Unclog a Sink Drain Without Calling a Plumber
The kitchen sink backed up on a Sunday night. Of course it did. Water sat there, gray and still, with bits of last night’s dinner floating on top. I stood over it with my phone in my hand, already looking up emergency plumber numbers. My dad happened to call — perfect timing — and talked me through it in ten minutes.
I have not called a plumber for a clogged drain since. Here is exactly what to do, in order, before you spend a hundred and fifty dollars on a service call.
Start With Boiling Water
This sounds too simple to work but it works more than half the time. Boil a full kettle or pot of water. Pour it down the drain in stages — a third at a time, with thirty seconds between pours. The heat melts soap scum and grease that have congealed on the pipe walls. If the water starts draining, even slowly, you are on the right track.

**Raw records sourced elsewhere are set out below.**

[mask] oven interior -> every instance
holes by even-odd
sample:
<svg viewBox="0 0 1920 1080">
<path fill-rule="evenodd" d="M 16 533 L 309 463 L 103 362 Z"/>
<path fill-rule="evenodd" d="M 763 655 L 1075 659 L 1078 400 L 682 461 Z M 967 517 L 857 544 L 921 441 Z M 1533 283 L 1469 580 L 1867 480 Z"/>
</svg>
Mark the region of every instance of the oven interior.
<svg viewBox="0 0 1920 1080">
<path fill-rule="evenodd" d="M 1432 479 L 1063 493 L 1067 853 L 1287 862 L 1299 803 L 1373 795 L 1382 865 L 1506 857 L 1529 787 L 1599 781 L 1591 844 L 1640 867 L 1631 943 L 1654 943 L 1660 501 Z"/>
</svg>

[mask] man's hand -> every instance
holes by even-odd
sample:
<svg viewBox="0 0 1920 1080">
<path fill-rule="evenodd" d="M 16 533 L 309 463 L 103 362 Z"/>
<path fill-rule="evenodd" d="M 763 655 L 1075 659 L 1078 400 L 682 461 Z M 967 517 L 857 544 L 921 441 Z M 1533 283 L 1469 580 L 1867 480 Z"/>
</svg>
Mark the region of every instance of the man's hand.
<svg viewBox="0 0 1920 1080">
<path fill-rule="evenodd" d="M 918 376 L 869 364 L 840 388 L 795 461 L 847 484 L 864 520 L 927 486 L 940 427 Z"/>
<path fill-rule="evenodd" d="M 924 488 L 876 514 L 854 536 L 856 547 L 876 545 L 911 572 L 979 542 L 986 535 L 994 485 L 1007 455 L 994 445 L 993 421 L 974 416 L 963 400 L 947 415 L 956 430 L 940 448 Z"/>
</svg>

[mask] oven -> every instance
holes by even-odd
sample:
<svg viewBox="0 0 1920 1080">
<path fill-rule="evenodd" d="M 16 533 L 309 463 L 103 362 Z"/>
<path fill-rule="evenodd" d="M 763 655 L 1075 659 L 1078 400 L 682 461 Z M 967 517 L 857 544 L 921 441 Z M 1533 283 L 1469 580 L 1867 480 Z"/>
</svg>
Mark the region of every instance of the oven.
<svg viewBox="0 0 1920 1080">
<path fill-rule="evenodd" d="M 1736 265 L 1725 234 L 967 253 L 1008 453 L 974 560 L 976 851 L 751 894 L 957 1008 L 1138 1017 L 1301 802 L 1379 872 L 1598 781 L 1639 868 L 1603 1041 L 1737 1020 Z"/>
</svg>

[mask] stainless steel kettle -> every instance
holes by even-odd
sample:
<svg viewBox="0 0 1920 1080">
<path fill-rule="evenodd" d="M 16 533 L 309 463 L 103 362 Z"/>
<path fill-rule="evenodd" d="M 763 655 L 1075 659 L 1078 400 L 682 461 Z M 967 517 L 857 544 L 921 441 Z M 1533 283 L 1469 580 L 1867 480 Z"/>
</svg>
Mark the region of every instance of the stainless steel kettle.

Baking Soda and Vinegar — The One-Two Punch
If boiling water alone does not clear it, dump half a cup of baking soda down the drain, followed immediately by half a cup of white vinegar. Cover the drain opening with a plug or a wet cloth — you want the fizzing reaction to happen inside the pipe, not spray back out at you. Wait 15 minutes, then flush with another kettle of boiling water.
The reaction between baking soda and vinegar creates carbon dioxide bubbles that physically scrub the inside of the pipe. It also breaks down greasy buildup at a chemical level. This is the same principle as those foaming drain cleaners that cost eight dollars a bottle.
When to Use the Plunger — Correctly
Most people use a plunger wrong. For a sink, you need a cup plunger — the flat-bottomed kind, not the flange plunger meant for toilets. Fill the sink with enough water to cover the cup. Position the plunger over the drain and pump vertically, not at an angle. You are trying to push water through the clog, not splash it around. Ten to fifteen firm pumps, then check the flow.
If none of this works, the clog is likely in the P-trap — the U-shaped pipe under the sink. Put a bucket underneath, unscrew the slip nuts by hand, and clean the trap out manually. It is gross but it takes five minutes and requires zero tools on most modern sinks.
📋 Quick Summary: Try boiling water first, then baking soda + vinegar, then a proper cup plunger. If all fail, clean the P-trap manually with a bucket underneath.